Immer mehr Menschen missbrauchen Medikamente, um ihre sportlichen Leistungen in der Freizeit zu erhöhen - darin sind sich Experten einig. Während der öffentlichen Anhörung des Sportausschusses des Deutschen Bundestages bedauerten die Fachleute gleichzeitig, "dass es derzeit zu wenig belastbare Untersuchungen in diesem Bereich gibt", heißt es in der entsprechenden Pressemitteilung des Bundestages.
Einer der Experten ist Mischa Kläber, der an der Technischen Universität Darmstadt an einer Promotion zum Thema des Medikamentenmissbrauchs im Freizeit- und Breitensport arbeitet. Er forderte, dem Problem mehr Aufmerksamkeit zu schenken. Wichtig sei es demnach für die Forschung, die Freizeitsportler, die sich für ihren Sport dopen, weder zu verurteilen noch zu diffamieren. Kläber identifizierte mit Befragungen Fitnessstudios nicht nur als Treffpunkt für Amateure und Profisportler, sondern als "Hauptnachschubstation" für verbotene Substanzen. Alarmierend: Kläber verwies darauf, dass viele Freizeitsportler Medikamente unter ärztlicher Beobachtung missbrauchen!

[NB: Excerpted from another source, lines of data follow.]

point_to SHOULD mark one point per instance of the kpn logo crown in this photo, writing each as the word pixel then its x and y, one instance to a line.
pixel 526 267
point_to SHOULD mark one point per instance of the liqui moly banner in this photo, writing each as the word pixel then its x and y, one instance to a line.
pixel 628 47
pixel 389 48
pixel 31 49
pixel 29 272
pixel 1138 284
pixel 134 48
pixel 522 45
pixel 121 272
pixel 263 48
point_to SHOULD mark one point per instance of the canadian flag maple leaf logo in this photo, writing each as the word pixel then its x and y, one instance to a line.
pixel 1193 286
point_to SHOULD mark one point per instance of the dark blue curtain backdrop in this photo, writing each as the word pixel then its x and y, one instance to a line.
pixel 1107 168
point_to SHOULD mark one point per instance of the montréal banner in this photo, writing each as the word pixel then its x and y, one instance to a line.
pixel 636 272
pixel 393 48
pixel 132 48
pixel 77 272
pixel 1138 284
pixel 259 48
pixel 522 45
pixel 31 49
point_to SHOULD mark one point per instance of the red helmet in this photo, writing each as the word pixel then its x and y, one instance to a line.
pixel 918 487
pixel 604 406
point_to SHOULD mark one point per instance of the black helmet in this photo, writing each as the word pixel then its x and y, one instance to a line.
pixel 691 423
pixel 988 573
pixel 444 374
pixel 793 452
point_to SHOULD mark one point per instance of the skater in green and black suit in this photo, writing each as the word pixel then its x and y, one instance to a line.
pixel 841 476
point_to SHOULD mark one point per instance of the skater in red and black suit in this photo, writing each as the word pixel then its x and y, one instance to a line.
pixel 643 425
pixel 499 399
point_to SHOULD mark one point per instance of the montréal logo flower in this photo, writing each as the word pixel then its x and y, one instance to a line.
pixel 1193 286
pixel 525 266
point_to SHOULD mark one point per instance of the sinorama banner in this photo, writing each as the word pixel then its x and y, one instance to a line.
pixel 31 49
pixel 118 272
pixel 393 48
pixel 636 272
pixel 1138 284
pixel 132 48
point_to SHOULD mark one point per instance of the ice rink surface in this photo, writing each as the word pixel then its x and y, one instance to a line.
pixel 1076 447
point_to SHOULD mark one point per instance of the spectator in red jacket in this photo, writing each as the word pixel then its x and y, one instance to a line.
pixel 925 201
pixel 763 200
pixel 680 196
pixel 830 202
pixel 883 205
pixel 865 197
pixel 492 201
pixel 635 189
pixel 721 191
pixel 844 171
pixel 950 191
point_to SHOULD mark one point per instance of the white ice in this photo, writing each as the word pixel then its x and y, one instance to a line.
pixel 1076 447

Ein Drittel der Dopingnutzer lasse sich vom Arzt "kontrollieren", bestätigte Prof. Dr. Dr. Perikles Simon, Abteilung Sportmedizin der Medizinischen Universitätsklinik Tübingen. Und: Auch das Internet als Vertriebsort für Dopingsubstanzen werde immer stärker genutzt. Als am häufigsten verwandte Wirkstoffe benannte Simon Methandienon sowie verschiedene Testosteronester. Meist hänge jedoch der eingesetzte Wirkstoff vom Angebot des Schwarzmarktes des Verwenders ab, so der Experte.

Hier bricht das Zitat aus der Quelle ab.